Fruits_-_Vegetable_Recognition

Data Info

Fruits 360 dataset: A dataset of images containing fruits and vegetables Version: 2020.05.18.0 Content The following fruits and are included: Apples (different varieties: Crimson Snow, Golden, Golden-Red, Granny Smith, Pink Lady, Red, Red Delicious), Apricot, Avocado, Avocado ripe, Banana (Yellow, Red, Lady Finger), Beetroot Red, Blueberry, Cactus fruit, Cantaloupe (2 varieties), Carambula, Cauliflower, Cherry (different varieties, Rainier), Cherry Wax (Yellow, Red, Black), Chestnut, Clementine, Cocos, Corn (with husk), Cucumber (ripened), Dates, Eggplant, Fig, Ginger Root, Granadilla, Grape (Blue, Pink, White (different varieties)), Grapefruit (Pink, White), Guava, Hazelnut, Huckleberry, Kiwi, Kaki, Kohlrabi, Kumsquats, Lemon (normal, Meyer), Lime, Lychee, Mandarine, Mango (Green, Red), Mangostan, Maracuja, Melon Piel de Sapo, Mulberry, Nectarine (Regular, Flat), Nut (Forest, Pecan), Onion (Red, White), Orange, Papaya, Passion fruit, Peach (different varieties), Pepino, Pear (different varieties, Abate, Forelle, Kaiser, Monster, Red, Stone, Williams), Pepper (Red, Green, Orange, Yellow), Physalis (normal, with Husk), Pineapple (normal, Mini), Pitahaya Red, Plum (different varieties), Pomegranate, Pomelo Sweetie, Potato (Red, Sweet, White), Quince, Rambutan, Raspberry, Redcurrant, Salak, Strawberry (normal, Wedge), Tamarillo, Tangelo, Tomato (different varieties, Maroon, Cherry Red, Yellow, not ripened, Heart), Walnut, Watermelon.

Dataset properties

The total number of images: 90483.

Training set size: 67692 images (one fruit or vegetable per image).

Test set size: 22688 images (one fruit or vegetable per image).

The number of classes: 131 (fruits and vegetables).

Image size: 100x100 pixels.

Filename format: imageindex100.jpg (e.g. 32100.jpg) or rimageindex100.jpg (e.g. r32100.jpg) or r2imageindex100.jpg or r3imageindex100.jpg. "r" stands for rotated fruit. "r2" means that the fruit was rotated around the 3rd axis. "100" comes from image size (100x100 pixels).

WARNING

There is a new -major version- of the dataset under release. A test archive (named fruits-360-original-size.zip) was already loaded to Kaggle. The new version contains images at their original (captured) size. The name of the image files in the new version does not contain the "_100" suffix anymore. This will help you to make distinction between this version and the old 100x100 version. So, if you use the 100x100 version, please make sure that the file names have the "_100" suffix. All others MUST be ignored.

END OF WARNING

Different varieties of the same fruit (apple for instance) are stored as belonging to different classes.

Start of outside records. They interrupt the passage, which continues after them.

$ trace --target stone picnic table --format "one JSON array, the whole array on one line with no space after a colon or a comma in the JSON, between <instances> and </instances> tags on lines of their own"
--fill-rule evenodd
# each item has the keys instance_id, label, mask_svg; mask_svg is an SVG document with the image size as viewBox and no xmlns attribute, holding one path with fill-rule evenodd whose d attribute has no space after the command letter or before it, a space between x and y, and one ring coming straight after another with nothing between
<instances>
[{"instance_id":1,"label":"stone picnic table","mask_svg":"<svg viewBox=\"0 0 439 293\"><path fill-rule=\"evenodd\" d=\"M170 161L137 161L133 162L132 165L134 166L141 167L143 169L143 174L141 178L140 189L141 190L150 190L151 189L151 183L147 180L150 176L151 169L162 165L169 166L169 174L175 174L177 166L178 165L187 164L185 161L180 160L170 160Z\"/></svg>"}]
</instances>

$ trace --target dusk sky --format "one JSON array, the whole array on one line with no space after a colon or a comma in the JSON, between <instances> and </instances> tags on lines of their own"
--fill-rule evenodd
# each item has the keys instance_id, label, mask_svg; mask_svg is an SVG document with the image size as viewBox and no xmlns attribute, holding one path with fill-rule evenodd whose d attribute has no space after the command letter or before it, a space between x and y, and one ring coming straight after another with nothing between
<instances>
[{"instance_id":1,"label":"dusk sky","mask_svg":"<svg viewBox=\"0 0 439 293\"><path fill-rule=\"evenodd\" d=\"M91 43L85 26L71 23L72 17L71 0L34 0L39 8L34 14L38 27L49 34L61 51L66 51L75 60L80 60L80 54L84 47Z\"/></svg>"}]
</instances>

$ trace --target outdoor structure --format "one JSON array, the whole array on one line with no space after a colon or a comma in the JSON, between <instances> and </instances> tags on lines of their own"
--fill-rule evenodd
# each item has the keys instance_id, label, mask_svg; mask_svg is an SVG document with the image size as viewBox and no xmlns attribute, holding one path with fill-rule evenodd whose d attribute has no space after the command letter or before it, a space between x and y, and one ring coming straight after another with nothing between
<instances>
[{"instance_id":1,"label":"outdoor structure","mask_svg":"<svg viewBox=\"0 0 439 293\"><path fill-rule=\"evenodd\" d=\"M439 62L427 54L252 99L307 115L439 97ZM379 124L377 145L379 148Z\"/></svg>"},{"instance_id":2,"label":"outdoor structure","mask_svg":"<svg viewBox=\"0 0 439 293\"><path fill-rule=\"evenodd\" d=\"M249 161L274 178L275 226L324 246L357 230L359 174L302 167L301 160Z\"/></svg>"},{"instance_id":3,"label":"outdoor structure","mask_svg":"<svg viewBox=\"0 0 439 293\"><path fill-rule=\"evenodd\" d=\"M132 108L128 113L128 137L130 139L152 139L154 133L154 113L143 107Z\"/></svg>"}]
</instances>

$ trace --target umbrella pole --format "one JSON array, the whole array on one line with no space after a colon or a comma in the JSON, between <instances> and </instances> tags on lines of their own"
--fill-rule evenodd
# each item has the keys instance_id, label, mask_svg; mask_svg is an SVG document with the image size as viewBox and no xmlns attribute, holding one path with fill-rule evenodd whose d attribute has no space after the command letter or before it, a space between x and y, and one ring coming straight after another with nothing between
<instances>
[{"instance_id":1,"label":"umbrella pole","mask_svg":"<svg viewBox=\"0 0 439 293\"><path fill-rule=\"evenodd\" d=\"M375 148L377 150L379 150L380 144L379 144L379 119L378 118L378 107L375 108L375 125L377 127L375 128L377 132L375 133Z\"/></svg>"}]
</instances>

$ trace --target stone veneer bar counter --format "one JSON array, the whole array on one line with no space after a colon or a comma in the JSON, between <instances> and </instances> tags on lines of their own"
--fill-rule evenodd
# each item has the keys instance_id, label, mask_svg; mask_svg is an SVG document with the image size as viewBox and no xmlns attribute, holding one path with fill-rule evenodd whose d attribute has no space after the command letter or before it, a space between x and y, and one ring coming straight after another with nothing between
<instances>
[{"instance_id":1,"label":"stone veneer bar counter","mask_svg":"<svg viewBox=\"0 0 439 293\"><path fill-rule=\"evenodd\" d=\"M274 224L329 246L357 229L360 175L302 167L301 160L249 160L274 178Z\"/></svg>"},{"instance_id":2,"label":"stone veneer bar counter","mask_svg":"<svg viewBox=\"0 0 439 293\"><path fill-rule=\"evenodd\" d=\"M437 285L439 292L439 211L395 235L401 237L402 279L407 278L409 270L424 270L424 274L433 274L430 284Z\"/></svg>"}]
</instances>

How fruits were filmed Fruits and vegetables were planted in the shaft of a low-speed motor (3 rpm) and a short movie of 20 seconds was recorded.

A Logitech C920 camera was used for filming the fruits. This is one of the best webcams available.

Behind the fruits, we placed a white sheet of paper as a background.

Here is a movie showing how the fruits and vegetables are filmed: https:/

Filming.for.Fruits.360.dataset_1080p.mp4

/youtu.be/_HFKJ144JuU

How fruits were extracted from background However, due to the variations in the lighting conditions, the background was not uniform and we wrote a dedicated algorithm that extracts the fruit from the background. This algorithm is of flood fill type: we start from each edge of the image and we mark all pixels there, then we mark all pixels found in the neighborhood of the already marked pixels for which the distance between colors is less than a prescribed value. We repeat the previous step until no more pixels can be marked.

All marked pixels are considered as being background (which is then filled with white) and the rest of the pixels are considered as belonging to the object.

The maximum value for the distance between 2 neighbor pixels is a parameter of the algorithm and is set (by trial and error) for each movie.

Pictures from the test-multiple_fruits folder were taken with a Nexus 5X phone.

Research papers Horea Muresan, Mihai Oltean, Fruit recognition from images using deep learning, Acta Univ. Sapientiae, Informatica Vol. 10, Issue 1, pp. 26-42, 2018.

The paper introduces the dataset and implementation of a Neural Network trained to recognize the fruits in the dataset.


LICENSE

This is an image

License MIT License

Copyright (c) 2021-2022 Ashok_kumar

Permission is hereby granted, free of charge, to any person obtaining a copy of this software and associated documentation files (the "Software"), to deal in the Software without restriction, including without limitation the rights to use, copy, modify, merge, publish, distribute, sublicense, and/or sell copies of the Software, and to permit persons to whom the Software is furnished to do so, subject to the following conditions:

The above copyright notice and this permission notice shall be included in all copies or substantial portions of the Software.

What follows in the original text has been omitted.